Der deutsche VC-Markt scheint recht übersichtlich und gemütlich. Um eine wirkliche volkswirtschaftliche Dimension zu erhalten und die Potentiale besser auszuschöpfen, muss sich einiges tun. Sprich: Es muss mehr Geld ins Spiel. Im kapitalstarken amerikanischen VC-Markt beispielsweise führen 7,8 Prozent der angemeldeten Patente zur Gründung eines Start-ups, in Deutschland sind es hingegen nur 2,7 Prozent. "Wir schöpfen das immense Potenzial der deutschen Innovationsfreude immer noch nicht aus", sagt Rolf Dienst, General Partner bei Wellington. Und das, obwohl die deutsche Forschung zu den besten der Welt gehöre und die deutsche Wissenschaftsförderung herausragend sei, so Kurt Müller.
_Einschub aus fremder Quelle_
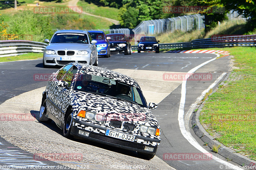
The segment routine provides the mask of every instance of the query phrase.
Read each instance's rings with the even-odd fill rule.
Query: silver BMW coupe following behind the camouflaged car
[[[43,65],[64,66],[71,62],[98,65],[96,40],[83,30],[56,31],[44,49]]]

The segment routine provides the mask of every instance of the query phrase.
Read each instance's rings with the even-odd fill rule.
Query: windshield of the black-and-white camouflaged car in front
[[[111,78],[90,74],[79,74],[74,90],[97,93],[147,107],[146,100],[139,88]]]

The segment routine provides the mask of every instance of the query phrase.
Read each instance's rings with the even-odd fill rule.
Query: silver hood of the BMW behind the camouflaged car
[[[51,50],[88,50],[90,49],[89,44],[82,44],[82,43],[51,43],[46,46],[45,49]]]

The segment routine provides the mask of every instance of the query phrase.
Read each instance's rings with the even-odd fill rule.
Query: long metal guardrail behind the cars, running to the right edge
[[[160,49],[172,48],[218,48],[218,47],[255,47],[256,35],[223,36],[215,38],[197,39],[190,42],[159,44]],[[132,46],[137,50],[138,46]]]

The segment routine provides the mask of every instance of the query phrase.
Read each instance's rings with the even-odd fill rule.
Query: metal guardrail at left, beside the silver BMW
[[[0,57],[21,55],[28,52],[42,53],[48,44],[27,40],[0,41]]]

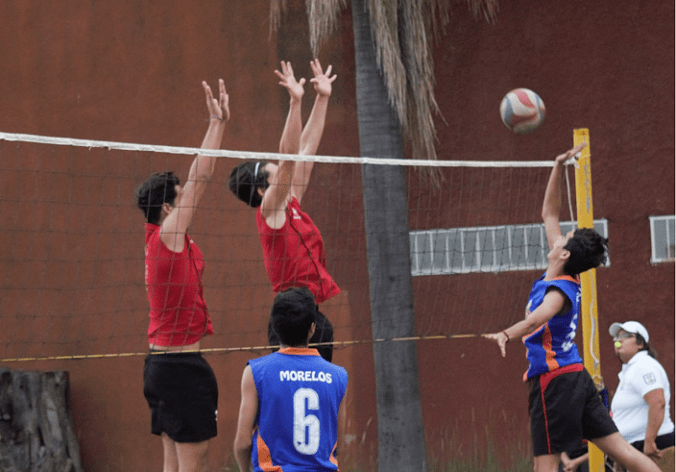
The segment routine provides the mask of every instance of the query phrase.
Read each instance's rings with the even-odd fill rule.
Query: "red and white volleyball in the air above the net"
[[[517,134],[534,131],[545,119],[545,104],[537,93],[525,88],[507,93],[500,103],[500,118]]]

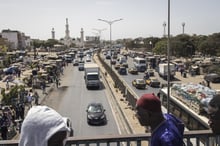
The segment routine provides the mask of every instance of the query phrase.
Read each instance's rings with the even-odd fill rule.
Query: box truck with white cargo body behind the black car
[[[100,69],[96,63],[85,63],[84,65],[84,79],[87,88],[100,88]]]

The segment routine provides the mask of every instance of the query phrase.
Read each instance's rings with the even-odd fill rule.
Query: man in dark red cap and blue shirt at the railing
[[[163,114],[160,99],[154,94],[142,95],[136,103],[137,118],[152,132],[150,146],[183,146],[184,124],[171,114]]]

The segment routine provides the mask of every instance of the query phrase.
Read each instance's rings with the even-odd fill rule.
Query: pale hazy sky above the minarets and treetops
[[[168,0],[1,0],[0,31],[18,30],[33,39],[97,36],[112,40],[162,37],[168,28]],[[220,0],[170,0],[170,34],[211,35],[220,32]],[[99,21],[114,21],[110,24]]]

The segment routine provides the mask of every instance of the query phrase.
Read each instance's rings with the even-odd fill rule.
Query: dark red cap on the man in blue
[[[151,112],[161,112],[160,99],[157,96],[155,96],[154,93],[143,94],[137,100],[136,106],[142,107],[143,109]]]

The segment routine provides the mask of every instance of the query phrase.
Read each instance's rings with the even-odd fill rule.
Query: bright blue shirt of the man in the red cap
[[[150,146],[183,146],[184,124],[171,114],[152,132]]]

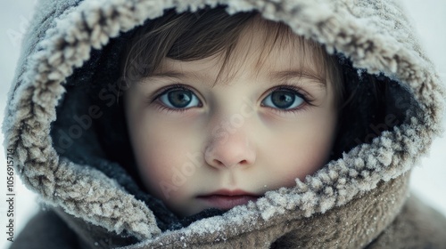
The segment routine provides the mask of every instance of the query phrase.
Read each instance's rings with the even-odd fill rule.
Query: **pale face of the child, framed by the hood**
[[[165,59],[125,93],[141,178],[179,216],[292,187],[329,157],[337,116],[332,81],[311,51],[291,43],[260,56],[264,39],[256,34],[241,36],[224,83],[212,87],[221,56]]]

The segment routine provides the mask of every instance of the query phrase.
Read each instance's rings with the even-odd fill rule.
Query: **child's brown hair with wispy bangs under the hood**
[[[253,28],[252,25],[260,27]],[[315,66],[318,73],[325,81],[329,77],[333,83],[336,103],[342,102],[342,73],[335,56],[328,55],[322,45],[294,35],[284,23],[262,20],[258,12],[229,15],[222,7],[179,14],[171,10],[161,18],[150,20],[143,27],[136,28],[136,33],[123,53],[122,83],[129,85],[150,76],[160,69],[164,58],[191,61],[221,53],[223,63],[214,82],[217,84],[225,69],[231,71],[228,61],[242,32],[247,30],[260,30],[264,34],[266,45],[260,53],[258,63],[263,53],[271,52],[275,45],[284,46],[291,42],[302,53],[312,52],[316,57],[314,59],[317,61]]]

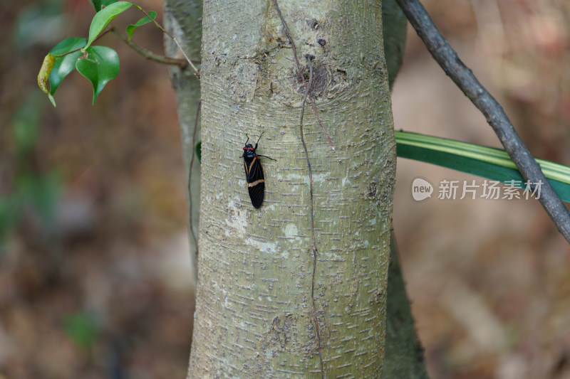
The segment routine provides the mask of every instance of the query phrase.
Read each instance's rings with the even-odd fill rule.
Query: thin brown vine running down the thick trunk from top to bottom
[[[295,47],[295,43],[293,38],[291,37],[291,33],[289,32],[289,28],[287,27],[287,23],[285,22],[285,18],[283,14],[281,14],[281,9],[279,9],[279,5],[277,5],[277,0],[273,0],[273,5],[279,14],[279,18],[281,18],[281,24],[283,25],[285,34],[287,38],[289,38],[289,43],[291,43],[291,47],[293,48],[293,54],[295,57],[295,63],[297,65],[297,71],[299,72],[299,76],[301,76],[301,80],[303,80],[303,84],[305,86],[305,95],[303,97],[303,102],[301,105],[301,120],[299,122],[299,129],[301,132],[301,144],[303,144],[303,149],[305,151],[305,158],[307,161],[307,167],[309,167],[309,199],[311,201],[311,235],[312,235],[312,242],[313,242],[313,276],[311,280],[311,302],[313,303],[313,316],[315,319],[315,330],[316,330],[316,342],[318,347],[318,362],[321,364],[321,378],[326,378],[325,370],[323,368],[323,355],[321,353],[321,331],[318,328],[318,318],[316,316],[316,305],[315,305],[315,272],[316,272],[316,238],[315,238],[315,223],[314,223],[314,208],[313,208],[313,171],[311,170],[311,161],[309,161],[309,151],[307,150],[307,146],[305,144],[305,139],[303,137],[303,116],[305,113],[305,103],[307,100],[307,96],[309,95],[309,90],[311,88],[311,82],[313,81],[313,65],[311,64],[311,60],[315,57],[313,55],[306,55],[306,59],[309,62],[309,84],[307,84],[303,74],[301,73],[301,65],[299,64],[299,58],[297,58],[297,49]],[[328,136],[328,134],[327,134]]]

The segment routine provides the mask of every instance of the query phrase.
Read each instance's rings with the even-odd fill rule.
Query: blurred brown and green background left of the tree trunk
[[[162,1],[139,1],[162,14]],[[184,378],[193,314],[185,228],[185,181],[175,97],[167,67],[113,35],[120,74],[91,105],[90,82],[74,72],[56,92],[38,92],[48,51],[86,36],[89,1],[0,4],[0,193],[22,172],[55,171],[51,223],[31,204],[0,253],[0,378]],[[113,24],[141,15],[128,11]],[[147,26],[133,41],[162,53]],[[14,148],[17,110],[33,101],[38,139]],[[25,113],[25,112],[24,112]]]

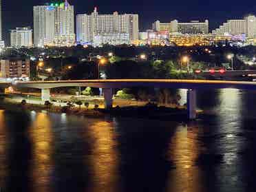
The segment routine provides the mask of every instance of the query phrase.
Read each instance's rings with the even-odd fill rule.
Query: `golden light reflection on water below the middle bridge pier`
[[[114,191],[117,185],[118,156],[111,122],[98,121],[89,126],[94,140],[92,151],[92,191]]]

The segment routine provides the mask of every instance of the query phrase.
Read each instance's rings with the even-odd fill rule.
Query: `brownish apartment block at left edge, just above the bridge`
[[[30,77],[30,59],[10,58],[1,60],[1,78]]]

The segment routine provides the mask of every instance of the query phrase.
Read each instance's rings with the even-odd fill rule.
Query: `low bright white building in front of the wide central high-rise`
[[[93,45],[98,47],[100,45],[122,45],[129,44],[129,34],[128,33],[101,33],[96,34],[93,39]]]

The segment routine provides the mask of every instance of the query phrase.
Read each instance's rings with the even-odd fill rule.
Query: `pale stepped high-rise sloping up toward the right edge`
[[[256,37],[256,17],[249,15],[244,19],[229,19],[219,28],[213,30],[213,34],[246,34],[248,38]]]

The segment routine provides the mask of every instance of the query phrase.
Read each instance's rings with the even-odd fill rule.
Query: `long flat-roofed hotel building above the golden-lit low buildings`
[[[209,33],[209,21],[190,21],[188,23],[179,23],[178,20],[173,20],[170,23],[160,23],[155,21],[152,25],[153,30],[169,32],[178,32],[182,34],[208,34]]]

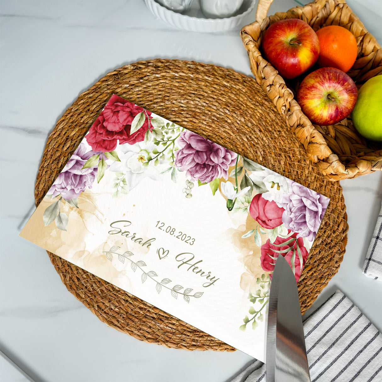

Olaf Jacobi, Partner bei Target Partners, sieht vor allem auch die Gründer in der Pflicht: "Je interessanter ein Markt ist, desto mehr Kapital zieht dieser an. Es wurden in den letzten Jahren wirklich sehr spannende Start-ups finanziert. Für die Unternehmer und die VCs werden sich daraufhin auch erfolgreiche Exits ergeben. Diese Exits werden weitere internationale Kapitalgeber motivieren in deutsche VC-Fonds zu investieren." Gute Ideen ziehen frisches Kapital an, so das Credo. Doch auch an politischen Stellschrauben muss gedreht werden, damit der VC-Markt wächst, weiß Jacobi: "Es würden mehr internationale Kapitalgeber in deutsche VC-Fonds investieren, wenn die steuerliche Situation von deutschen VC-Fonds eindeutig gesetzlich geregelt wäre. Zwar sind bereits heute deutsche VC-Fonds in der Regel steuertransparent – jedoch nur auf Basis von Verwaltungsanweisungen und nicht auf Basis eines Gesetzes. Darunter leidet die Rechtssicherheit. Rechtsunsicherheit ist wachstumshemmend und somit auch nicht international wettbewerbsfähig. Wir erwarten, dass diese Situation geändert wird, durch Umsetzung der europäischen AIFM-Richtlininie."